The Council of Mortgage Lenders (CML) has revealed a 10 per cent increase in gross mortgage lending for January this year, compared with the same period in 2011.

Although the total amount of gross mortgage lending dropped slightly last month to around £10.5 billion – a 14 per cent fall from the £12.2 billion lent in December 2011 – it was still 10 per cent more than the £9.5 billion in gross mortgage lending recorded for January last year, the CML said.

Chief economist Bob Pannell said that mortgage lenders expect a seasonal decline in lending around the December-January period, but stressed that January 2012 represented the sixth consecutive month of greater mortgage lending year-on-year.

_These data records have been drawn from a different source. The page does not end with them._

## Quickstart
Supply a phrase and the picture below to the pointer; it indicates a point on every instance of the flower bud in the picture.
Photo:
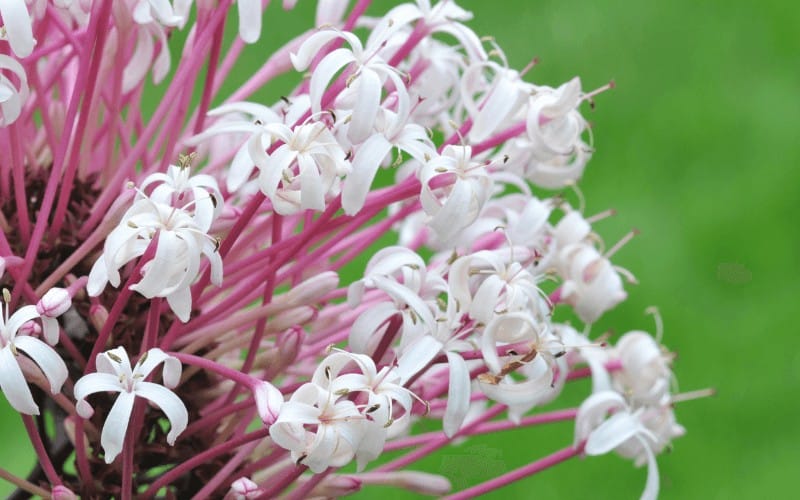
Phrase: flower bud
(54, 303)
(61, 492)
(243, 489)
(268, 401)
(337, 486)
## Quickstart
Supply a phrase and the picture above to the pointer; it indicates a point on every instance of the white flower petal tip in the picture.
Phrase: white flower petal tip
(115, 374)
(54, 303)
(61, 492)
(269, 401)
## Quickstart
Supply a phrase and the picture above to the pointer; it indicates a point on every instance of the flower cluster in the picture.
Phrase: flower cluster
(396, 236)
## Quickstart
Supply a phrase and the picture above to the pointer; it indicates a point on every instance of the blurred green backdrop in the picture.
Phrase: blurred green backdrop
(696, 147)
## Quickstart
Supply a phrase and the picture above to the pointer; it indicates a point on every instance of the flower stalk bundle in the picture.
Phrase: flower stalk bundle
(177, 290)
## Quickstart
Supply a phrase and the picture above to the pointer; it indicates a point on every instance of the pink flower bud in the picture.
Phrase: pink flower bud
(243, 489)
(30, 328)
(63, 493)
(268, 401)
(54, 303)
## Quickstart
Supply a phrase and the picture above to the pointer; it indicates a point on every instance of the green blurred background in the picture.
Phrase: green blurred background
(696, 147)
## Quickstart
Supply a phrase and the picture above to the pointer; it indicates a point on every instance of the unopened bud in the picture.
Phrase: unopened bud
(98, 315)
(30, 328)
(269, 401)
(243, 489)
(289, 342)
(337, 486)
(61, 492)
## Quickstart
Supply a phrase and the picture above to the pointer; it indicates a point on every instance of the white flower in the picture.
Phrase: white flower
(233, 122)
(492, 105)
(173, 187)
(554, 127)
(116, 375)
(645, 376)
(53, 304)
(592, 285)
(11, 96)
(304, 170)
(162, 12)
(540, 371)
(455, 206)
(12, 381)
(367, 76)
(402, 275)
(17, 27)
(487, 283)
(635, 434)
(176, 262)
(392, 131)
(338, 427)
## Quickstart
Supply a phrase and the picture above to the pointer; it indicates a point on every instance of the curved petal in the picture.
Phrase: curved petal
(417, 356)
(155, 356)
(19, 318)
(362, 120)
(17, 24)
(50, 329)
(48, 360)
(458, 393)
(170, 404)
(116, 425)
(365, 165)
(90, 384)
(613, 432)
(14, 385)
(249, 20)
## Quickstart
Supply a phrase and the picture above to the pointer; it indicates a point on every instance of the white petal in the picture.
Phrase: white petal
(496, 108)
(249, 19)
(19, 318)
(14, 385)
(325, 71)
(90, 384)
(365, 165)
(50, 329)
(311, 47)
(98, 278)
(172, 367)
(362, 120)
(17, 23)
(170, 404)
(417, 356)
(612, 433)
(362, 338)
(458, 393)
(116, 425)
(180, 301)
(48, 360)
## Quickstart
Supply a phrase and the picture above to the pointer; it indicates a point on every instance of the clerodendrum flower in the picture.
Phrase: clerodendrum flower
(13, 343)
(395, 257)
(116, 375)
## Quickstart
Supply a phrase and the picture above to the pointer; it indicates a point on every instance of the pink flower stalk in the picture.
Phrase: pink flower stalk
(210, 239)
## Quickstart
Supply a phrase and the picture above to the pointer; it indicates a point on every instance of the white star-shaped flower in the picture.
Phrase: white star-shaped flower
(116, 375)
(12, 381)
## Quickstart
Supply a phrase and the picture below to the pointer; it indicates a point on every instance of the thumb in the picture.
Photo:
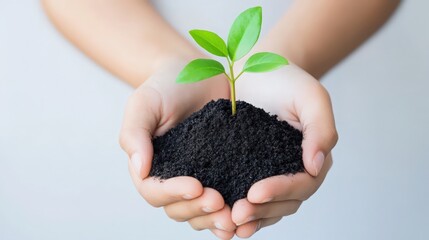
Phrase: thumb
(320, 134)
(140, 121)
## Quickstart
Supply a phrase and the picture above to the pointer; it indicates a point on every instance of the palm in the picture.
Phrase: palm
(299, 99)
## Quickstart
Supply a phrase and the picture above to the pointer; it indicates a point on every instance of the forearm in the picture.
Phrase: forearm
(317, 34)
(126, 37)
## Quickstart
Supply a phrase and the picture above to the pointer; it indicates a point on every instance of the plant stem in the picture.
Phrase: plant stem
(233, 104)
(232, 87)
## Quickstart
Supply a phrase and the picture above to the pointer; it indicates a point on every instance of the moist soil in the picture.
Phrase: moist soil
(228, 153)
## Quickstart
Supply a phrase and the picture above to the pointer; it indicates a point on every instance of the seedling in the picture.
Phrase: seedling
(243, 35)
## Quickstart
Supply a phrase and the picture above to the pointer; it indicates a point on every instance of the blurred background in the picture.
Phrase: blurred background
(64, 176)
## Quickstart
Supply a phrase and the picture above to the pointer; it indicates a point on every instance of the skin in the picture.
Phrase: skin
(130, 39)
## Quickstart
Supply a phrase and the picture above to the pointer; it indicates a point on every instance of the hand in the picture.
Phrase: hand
(155, 107)
(303, 102)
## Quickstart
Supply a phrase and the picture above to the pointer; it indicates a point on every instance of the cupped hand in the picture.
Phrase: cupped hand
(156, 106)
(303, 102)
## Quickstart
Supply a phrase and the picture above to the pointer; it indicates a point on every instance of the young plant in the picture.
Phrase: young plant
(243, 35)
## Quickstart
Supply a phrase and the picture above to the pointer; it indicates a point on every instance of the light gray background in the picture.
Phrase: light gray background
(63, 175)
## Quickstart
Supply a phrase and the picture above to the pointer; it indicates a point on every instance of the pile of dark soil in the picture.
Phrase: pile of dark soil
(228, 153)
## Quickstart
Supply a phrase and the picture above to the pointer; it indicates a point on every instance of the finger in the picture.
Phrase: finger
(218, 220)
(248, 229)
(141, 118)
(318, 125)
(244, 211)
(160, 193)
(224, 235)
(288, 187)
(210, 201)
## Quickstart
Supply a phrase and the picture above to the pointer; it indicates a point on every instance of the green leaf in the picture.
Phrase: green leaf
(244, 33)
(210, 41)
(264, 62)
(200, 69)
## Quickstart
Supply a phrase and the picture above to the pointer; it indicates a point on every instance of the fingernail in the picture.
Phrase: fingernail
(188, 196)
(207, 210)
(137, 162)
(258, 226)
(219, 226)
(248, 219)
(267, 200)
(318, 162)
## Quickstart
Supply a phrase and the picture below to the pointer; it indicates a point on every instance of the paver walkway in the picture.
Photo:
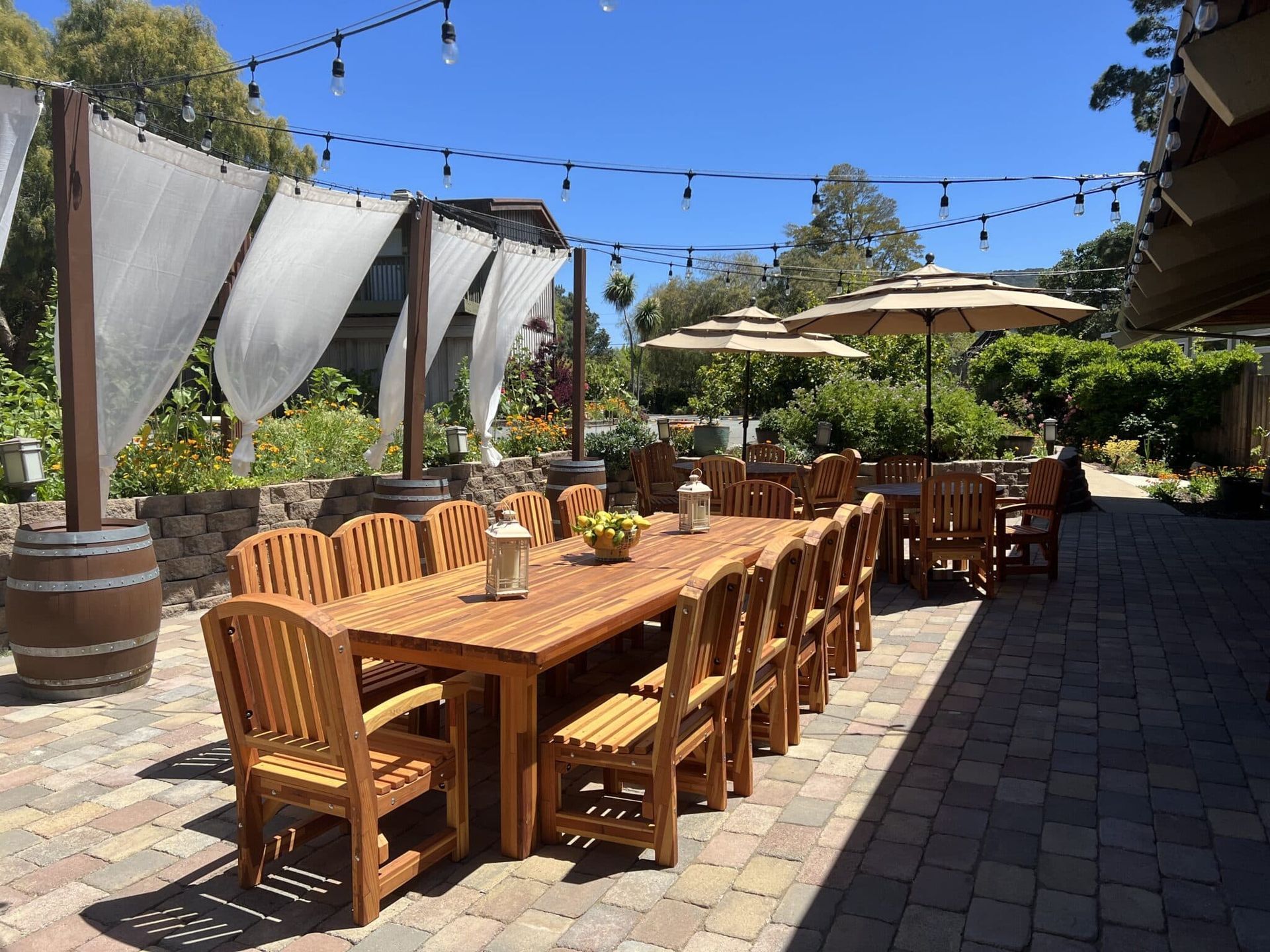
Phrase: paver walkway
(1081, 764)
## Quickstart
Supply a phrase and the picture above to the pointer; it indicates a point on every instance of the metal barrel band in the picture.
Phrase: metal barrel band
(92, 550)
(84, 584)
(80, 651)
(118, 534)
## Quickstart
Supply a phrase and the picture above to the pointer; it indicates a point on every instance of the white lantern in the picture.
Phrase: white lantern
(695, 504)
(23, 461)
(507, 560)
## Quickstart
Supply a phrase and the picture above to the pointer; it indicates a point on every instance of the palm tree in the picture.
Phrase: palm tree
(647, 319)
(620, 292)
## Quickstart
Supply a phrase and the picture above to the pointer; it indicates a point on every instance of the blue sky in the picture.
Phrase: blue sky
(920, 88)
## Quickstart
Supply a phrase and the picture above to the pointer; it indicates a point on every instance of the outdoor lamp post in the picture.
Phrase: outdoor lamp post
(695, 504)
(23, 460)
(456, 444)
(507, 561)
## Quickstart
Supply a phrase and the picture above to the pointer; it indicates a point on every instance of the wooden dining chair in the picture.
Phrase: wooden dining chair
(302, 564)
(574, 502)
(808, 666)
(653, 495)
(287, 688)
(954, 524)
(454, 536)
(759, 498)
(719, 473)
(829, 483)
(1042, 510)
(765, 454)
(901, 469)
(647, 739)
(534, 512)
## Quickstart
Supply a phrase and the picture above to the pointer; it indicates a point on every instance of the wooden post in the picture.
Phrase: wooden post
(419, 231)
(77, 346)
(579, 353)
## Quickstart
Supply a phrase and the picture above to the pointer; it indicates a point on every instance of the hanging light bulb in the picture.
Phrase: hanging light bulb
(1206, 16)
(254, 103)
(1174, 140)
(337, 69)
(187, 106)
(448, 40)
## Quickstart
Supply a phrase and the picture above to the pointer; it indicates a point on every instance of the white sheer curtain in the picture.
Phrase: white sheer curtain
(19, 114)
(304, 267)
(458, 255)
(167, 226)
(519, 277)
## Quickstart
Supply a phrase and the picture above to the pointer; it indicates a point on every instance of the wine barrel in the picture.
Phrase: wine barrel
(572, 473)
(84, 608)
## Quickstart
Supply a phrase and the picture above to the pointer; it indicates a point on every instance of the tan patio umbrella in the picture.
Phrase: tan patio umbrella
(937, 301)
(751, 331)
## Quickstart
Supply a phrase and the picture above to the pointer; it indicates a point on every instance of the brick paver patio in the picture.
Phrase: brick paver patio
(1081, 764)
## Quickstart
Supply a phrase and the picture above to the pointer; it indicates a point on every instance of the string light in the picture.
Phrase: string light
(448, 40)
(187, 106)
(337, 69)
(254, 104)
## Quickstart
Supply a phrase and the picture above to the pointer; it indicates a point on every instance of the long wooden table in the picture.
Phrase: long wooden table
(574, 604)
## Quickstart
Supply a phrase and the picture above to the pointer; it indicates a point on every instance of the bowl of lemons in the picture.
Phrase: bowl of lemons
(613, 535)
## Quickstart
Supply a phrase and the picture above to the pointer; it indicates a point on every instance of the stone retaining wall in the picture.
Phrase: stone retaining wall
(193, 532)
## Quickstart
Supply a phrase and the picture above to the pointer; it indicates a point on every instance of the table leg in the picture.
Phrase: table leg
(519, 762)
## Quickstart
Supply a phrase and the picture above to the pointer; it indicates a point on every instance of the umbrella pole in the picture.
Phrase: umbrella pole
(930, 408)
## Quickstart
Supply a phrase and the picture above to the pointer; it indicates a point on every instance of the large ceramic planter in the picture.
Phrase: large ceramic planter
(709, 438)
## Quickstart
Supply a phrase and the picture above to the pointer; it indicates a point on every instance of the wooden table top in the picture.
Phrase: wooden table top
(574, 602)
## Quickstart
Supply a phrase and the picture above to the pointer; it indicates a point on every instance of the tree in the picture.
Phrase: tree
(1108, 251)
(1143, 88)
(597, 338)
(102, 42)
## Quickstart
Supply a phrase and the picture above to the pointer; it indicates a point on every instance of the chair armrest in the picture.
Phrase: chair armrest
(415, 697)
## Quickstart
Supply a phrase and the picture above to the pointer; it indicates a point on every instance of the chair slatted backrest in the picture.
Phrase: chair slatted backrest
(702, 644)
(1046, 488)
(719, 473)
(298, 563)
(956, 507)
(454, 536)
(759, 498)
(765, 454)
(375, 551)
(578, 500)
(534, 512)
(901, 469)
(285, 677)
(873, 509)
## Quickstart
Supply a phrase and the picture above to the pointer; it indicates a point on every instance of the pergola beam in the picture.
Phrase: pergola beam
(1231, 69)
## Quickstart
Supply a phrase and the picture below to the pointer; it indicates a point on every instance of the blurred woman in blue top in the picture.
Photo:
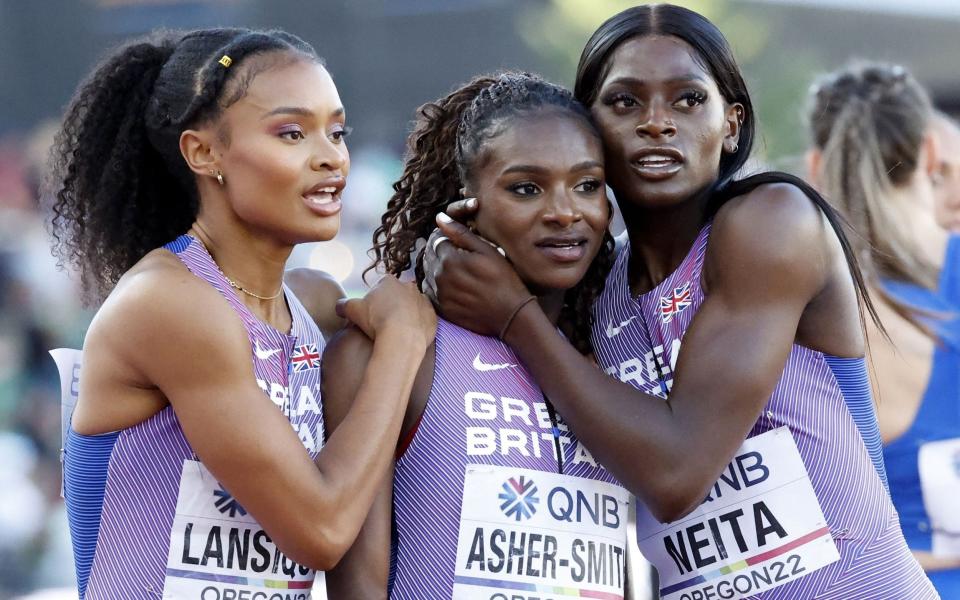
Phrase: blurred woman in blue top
(874, 155)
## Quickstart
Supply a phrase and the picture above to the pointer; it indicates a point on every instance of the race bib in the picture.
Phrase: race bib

“Housing and mortgage market sentiment has improved a little over recent weeks,” Mr Pannell added.

“The increase in lending compared to January last year helps support our view that housing and mortgage market activity may be boosted by first-time buyers seeking to complete deals before the stamp duty concession ends in March.”

He predicted that “should inflationary pressures continue to fall back, the squeeze on household finances should ease progressively and help support stronger economic recovery going into the second half of the year. This can only be good news for the housing market further down the track.”

One UK region where mortgage activity has been strong throughout 2011 was Gloucestershire, according to Barclays bank’s retail area director Dave Smith.

“Back in the summer months we saw the CML increase its gross mortgage lending forecast for 2011 from £135 billion to £140 billion. It also predicted gross mortgage lending of £150 billion in 2012,” he said.

“We expect to deliver similar levels of activity and mortgage completions for 2012.”